Job Description

• Independent coordination and processing of internal deviations in collaboration with relevant departments and other interfaces.

• Independent monitoring of on-time processing of internal deviations and defined corrective actions (including long-term CAPAs).

• Independent review of 8D reports for consistency, plausibility, adequacy, and clarity, particularly with respect to:

  • Definition of affected products or materials.

  • Root cause analysis.

  • Corrective and preventive actions.

  • Effectiveness verification.

• Advising production regarding required rework or implementation of changes.

• Independent evaluation of blocked stock to determine disposition (e.g., release, rework, scrapping).

• Participation in processing customer complaints.

• Support continuous improvement initiatives (e.g., 5S).

• Perform additional quality assurance tasks in production as assigned (e.g., process monitoring, hygiene checks, sterilization activities, etc.).

• Processing time of internal deviations (critical deviations).

• CAPA (Corrective and Preventive Actions) overdue rate.
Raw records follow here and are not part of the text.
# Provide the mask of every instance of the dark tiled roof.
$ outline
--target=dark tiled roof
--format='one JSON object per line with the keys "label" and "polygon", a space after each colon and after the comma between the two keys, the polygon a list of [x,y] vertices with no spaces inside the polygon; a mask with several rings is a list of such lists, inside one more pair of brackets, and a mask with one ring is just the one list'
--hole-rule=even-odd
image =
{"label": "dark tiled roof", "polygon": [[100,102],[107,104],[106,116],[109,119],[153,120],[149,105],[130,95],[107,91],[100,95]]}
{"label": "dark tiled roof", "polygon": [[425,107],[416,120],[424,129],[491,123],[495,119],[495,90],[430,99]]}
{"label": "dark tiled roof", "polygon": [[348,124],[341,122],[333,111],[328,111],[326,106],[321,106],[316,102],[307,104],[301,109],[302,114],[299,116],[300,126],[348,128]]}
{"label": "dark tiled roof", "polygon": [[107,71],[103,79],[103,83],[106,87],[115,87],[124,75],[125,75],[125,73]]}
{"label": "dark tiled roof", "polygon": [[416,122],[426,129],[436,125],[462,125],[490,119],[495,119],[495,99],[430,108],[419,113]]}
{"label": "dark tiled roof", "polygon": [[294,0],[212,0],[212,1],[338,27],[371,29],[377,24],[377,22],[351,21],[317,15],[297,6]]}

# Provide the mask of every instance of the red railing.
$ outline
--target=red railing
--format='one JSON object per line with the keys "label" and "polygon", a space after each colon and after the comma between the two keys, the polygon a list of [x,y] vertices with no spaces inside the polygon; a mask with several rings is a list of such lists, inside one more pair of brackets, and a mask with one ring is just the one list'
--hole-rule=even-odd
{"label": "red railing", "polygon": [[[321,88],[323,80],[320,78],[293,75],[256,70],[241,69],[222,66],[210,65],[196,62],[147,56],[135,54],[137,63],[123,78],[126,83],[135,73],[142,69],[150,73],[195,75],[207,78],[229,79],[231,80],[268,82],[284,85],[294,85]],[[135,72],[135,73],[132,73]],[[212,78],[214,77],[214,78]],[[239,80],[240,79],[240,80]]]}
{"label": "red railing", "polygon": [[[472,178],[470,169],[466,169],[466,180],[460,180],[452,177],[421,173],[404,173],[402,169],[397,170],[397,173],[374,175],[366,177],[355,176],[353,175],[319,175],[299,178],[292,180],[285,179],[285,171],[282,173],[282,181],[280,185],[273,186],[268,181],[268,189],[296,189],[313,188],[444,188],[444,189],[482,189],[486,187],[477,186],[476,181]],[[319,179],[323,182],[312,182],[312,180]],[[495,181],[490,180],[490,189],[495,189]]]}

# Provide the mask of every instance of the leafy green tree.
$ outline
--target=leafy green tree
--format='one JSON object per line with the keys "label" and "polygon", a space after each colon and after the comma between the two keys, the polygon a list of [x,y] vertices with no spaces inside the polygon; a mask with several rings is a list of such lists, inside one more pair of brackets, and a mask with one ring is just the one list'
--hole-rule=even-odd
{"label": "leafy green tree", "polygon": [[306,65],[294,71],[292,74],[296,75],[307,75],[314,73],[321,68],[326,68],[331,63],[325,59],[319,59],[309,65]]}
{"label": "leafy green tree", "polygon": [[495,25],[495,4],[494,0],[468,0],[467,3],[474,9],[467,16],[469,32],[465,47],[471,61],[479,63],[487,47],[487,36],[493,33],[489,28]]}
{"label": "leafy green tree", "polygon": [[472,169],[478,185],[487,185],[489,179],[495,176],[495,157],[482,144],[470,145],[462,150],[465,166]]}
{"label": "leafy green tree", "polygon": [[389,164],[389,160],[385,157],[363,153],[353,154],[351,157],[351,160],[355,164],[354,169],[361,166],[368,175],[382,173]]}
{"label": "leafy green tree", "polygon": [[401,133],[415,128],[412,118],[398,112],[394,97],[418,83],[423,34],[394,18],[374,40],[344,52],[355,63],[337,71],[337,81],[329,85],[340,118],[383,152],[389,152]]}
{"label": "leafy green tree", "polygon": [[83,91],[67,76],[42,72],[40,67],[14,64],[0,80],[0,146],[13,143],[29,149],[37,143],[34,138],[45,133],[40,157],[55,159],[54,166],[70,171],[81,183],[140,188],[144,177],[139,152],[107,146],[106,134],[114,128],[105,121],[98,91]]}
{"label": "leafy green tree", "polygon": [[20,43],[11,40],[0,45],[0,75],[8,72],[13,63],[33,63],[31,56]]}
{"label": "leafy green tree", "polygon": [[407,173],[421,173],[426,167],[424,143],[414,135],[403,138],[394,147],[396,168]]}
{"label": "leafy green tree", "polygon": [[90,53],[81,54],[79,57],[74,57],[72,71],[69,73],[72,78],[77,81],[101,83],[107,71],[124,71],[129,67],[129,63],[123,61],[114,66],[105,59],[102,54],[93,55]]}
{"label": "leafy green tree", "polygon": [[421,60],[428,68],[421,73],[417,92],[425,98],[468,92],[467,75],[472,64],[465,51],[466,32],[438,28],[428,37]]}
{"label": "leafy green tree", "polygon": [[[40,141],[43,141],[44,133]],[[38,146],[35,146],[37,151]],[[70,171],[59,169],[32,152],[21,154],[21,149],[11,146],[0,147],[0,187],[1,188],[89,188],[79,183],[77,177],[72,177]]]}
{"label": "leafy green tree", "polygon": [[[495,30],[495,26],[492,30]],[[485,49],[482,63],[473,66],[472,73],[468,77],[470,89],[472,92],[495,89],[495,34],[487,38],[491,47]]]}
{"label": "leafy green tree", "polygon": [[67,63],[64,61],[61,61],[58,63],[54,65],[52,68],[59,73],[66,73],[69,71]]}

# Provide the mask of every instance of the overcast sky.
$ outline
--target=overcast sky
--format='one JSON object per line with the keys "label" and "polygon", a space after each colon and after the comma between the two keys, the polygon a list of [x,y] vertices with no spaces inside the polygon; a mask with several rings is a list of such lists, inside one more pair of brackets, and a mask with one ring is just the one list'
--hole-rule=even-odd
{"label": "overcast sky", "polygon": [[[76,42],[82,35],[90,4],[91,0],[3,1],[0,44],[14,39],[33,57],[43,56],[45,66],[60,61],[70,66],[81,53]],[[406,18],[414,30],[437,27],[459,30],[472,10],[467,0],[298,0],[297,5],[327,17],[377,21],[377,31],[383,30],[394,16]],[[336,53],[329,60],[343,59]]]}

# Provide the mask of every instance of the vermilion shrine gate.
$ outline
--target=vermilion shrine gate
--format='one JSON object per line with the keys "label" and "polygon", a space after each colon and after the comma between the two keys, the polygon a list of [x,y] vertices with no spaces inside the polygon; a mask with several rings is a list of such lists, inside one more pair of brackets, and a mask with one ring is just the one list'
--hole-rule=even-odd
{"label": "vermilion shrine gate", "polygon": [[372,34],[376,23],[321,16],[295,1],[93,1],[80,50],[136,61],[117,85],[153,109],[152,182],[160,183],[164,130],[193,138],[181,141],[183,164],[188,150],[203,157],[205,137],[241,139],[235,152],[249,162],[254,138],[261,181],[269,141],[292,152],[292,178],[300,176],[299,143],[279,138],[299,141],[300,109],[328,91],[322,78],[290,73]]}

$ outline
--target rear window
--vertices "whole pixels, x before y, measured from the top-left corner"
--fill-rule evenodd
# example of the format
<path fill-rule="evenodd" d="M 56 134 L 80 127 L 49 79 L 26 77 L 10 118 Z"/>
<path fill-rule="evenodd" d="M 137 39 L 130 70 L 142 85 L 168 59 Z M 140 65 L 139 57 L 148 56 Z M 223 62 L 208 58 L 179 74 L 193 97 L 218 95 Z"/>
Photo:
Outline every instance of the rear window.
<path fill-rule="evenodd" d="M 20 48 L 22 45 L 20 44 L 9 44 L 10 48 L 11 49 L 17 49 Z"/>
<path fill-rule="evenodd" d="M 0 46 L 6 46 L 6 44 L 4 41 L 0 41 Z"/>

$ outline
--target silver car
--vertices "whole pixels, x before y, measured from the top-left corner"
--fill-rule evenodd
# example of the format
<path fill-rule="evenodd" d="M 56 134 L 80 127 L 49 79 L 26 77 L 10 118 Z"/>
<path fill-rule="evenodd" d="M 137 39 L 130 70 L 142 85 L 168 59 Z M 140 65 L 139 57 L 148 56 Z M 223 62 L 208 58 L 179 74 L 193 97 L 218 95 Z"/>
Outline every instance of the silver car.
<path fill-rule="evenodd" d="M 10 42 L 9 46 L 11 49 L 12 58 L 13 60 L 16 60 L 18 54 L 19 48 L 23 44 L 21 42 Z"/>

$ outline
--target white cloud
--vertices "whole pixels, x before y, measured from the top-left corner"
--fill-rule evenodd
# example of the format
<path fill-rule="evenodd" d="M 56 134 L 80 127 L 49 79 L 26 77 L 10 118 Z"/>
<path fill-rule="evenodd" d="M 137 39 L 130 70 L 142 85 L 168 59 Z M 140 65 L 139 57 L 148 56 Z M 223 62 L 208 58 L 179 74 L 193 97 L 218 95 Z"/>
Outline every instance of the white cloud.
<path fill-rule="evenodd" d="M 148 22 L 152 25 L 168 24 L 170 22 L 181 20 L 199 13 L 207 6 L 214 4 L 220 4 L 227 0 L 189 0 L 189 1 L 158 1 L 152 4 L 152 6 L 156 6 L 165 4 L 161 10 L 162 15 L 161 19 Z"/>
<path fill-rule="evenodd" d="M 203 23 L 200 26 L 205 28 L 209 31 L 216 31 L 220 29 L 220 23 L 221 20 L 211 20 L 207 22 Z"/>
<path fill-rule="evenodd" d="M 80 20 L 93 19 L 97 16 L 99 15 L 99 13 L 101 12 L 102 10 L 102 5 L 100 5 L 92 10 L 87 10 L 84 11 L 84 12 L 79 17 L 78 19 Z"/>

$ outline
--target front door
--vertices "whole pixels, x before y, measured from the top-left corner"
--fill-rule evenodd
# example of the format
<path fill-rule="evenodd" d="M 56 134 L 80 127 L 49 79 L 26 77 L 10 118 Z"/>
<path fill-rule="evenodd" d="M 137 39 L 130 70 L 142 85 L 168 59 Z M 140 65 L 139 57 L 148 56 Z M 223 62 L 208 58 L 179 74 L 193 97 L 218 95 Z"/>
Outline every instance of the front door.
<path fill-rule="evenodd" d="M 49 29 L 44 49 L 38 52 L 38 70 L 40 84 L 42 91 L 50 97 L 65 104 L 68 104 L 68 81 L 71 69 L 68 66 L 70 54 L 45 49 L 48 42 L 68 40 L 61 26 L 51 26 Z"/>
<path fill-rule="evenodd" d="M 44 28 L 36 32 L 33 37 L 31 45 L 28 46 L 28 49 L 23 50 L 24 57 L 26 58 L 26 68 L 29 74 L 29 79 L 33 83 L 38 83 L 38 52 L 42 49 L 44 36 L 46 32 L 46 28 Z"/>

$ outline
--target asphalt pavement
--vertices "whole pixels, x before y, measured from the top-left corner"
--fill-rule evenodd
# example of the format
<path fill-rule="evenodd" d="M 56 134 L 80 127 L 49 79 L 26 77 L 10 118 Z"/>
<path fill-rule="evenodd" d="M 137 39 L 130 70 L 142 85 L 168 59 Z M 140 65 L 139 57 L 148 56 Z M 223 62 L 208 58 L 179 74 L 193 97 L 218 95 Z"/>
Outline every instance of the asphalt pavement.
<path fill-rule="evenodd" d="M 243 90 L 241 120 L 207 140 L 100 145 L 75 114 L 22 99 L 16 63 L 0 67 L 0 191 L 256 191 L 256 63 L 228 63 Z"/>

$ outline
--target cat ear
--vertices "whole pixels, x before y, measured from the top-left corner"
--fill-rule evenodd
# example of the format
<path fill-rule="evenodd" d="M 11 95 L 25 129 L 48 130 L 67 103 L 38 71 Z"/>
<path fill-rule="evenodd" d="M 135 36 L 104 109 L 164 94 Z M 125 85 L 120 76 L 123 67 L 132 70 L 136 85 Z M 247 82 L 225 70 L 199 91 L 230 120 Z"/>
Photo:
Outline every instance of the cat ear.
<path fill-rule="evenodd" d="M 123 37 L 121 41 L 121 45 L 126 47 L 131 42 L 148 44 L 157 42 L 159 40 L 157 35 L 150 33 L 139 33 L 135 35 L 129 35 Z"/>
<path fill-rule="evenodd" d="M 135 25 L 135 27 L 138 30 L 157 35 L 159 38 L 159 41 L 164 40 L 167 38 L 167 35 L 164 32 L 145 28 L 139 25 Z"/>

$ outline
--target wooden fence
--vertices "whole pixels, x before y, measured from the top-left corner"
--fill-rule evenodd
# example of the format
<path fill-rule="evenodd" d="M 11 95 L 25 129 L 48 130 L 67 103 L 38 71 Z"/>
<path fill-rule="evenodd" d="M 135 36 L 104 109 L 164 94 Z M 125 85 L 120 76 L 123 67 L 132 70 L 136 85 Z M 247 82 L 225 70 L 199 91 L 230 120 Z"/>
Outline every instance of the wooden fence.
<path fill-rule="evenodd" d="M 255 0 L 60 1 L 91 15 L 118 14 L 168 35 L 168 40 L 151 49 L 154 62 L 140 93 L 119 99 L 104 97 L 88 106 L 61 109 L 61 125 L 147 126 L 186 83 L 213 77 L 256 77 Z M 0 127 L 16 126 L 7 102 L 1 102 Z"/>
• Frequency of recurring errors.

Qualifications

• Very good knowledge of relevant quality management (QM) guidelines.

• Good knowledge of quality management systems.

• Good understanding of production processes and manufacturing methods.

• Strong technical comprehension.

• Good command of English, spoken and written.

• Good IT user skills (e.g., MES/SAP, MS Office).

Additional Information

• Knowledge acquired through at least a 3-year technical education program, supplemented by a minimum of 4 years of experience in operational quality assurance.

• Motivation for achievement and innovation.

• Action orientation, conscientiousness, and flexibility.

• Sensitivity and strong interpersonal skills.

• Sociability and team orientation.

• Emotional stability, resilience, and self-confidence.

All your information will be kept confidential according to EEO guidelines.